Немецкий гарнизон, хоть и располагался вроде как в тылу, но состоял все же не из слепых и глухих. По крайней мере, не поголовно. Так что подход и развертывание советских войск были ими замечены и соответствующие меры приняты – атаку основных сил батальона встретил довольно плотный и хорошо организованный огонь. Но, увлекшись отражением фронтальной атаки, немцы то ли проглядели, то ли просто недооценили угрозу с тыла, за что и поплатились – преодолев слабое и какое-то безалаберное огневое сопротивление вражеского тылового прикрытия, рота Марченко ворвалась на окраину деревни.
Рома, потратив некоторое время на петляние между стогов, добежал до крайних изб отнюдь не первым, но как раз вовремя, чтобы увидеть, как его взводный, обогнув угол ближайшего дома и крича что-то неразборчивое, с размаху налетел на только что выскочившего из распахнутых сеней здоровенного немца. Все произошло настолько быстро, что лейтенант даже не успел среагировать на произошедшее, ни вскинуть зажатый в руке ТТ, ствол которого смотрел куда-то в сторону, ни хотя бы немного притормозить.
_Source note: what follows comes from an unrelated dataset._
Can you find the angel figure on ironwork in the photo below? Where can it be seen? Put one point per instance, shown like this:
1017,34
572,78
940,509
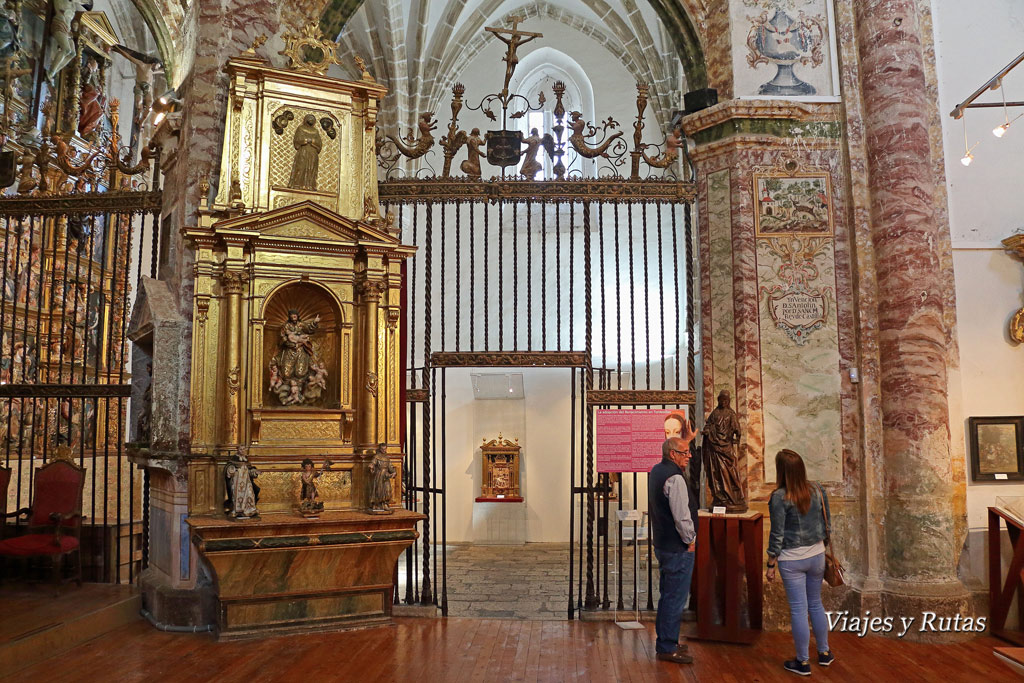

А вот «фриц» не растерялся: даже не попытавшись вскинуть свой карабин на изготовку, немец с ходу резко двинул набегающего на него командира прикладом по зубам. Рома в отличие от своего взводного, расчетливо притормозивший перед углом дома, отчетливо видел, как лейтенант, резко мотнув головой, едва не исполнил кувырок через себя. Во всяком случае, его сапоги стремительно мелькнули в поле зрения Романа примерно на том же уровне, где только что находилась голова.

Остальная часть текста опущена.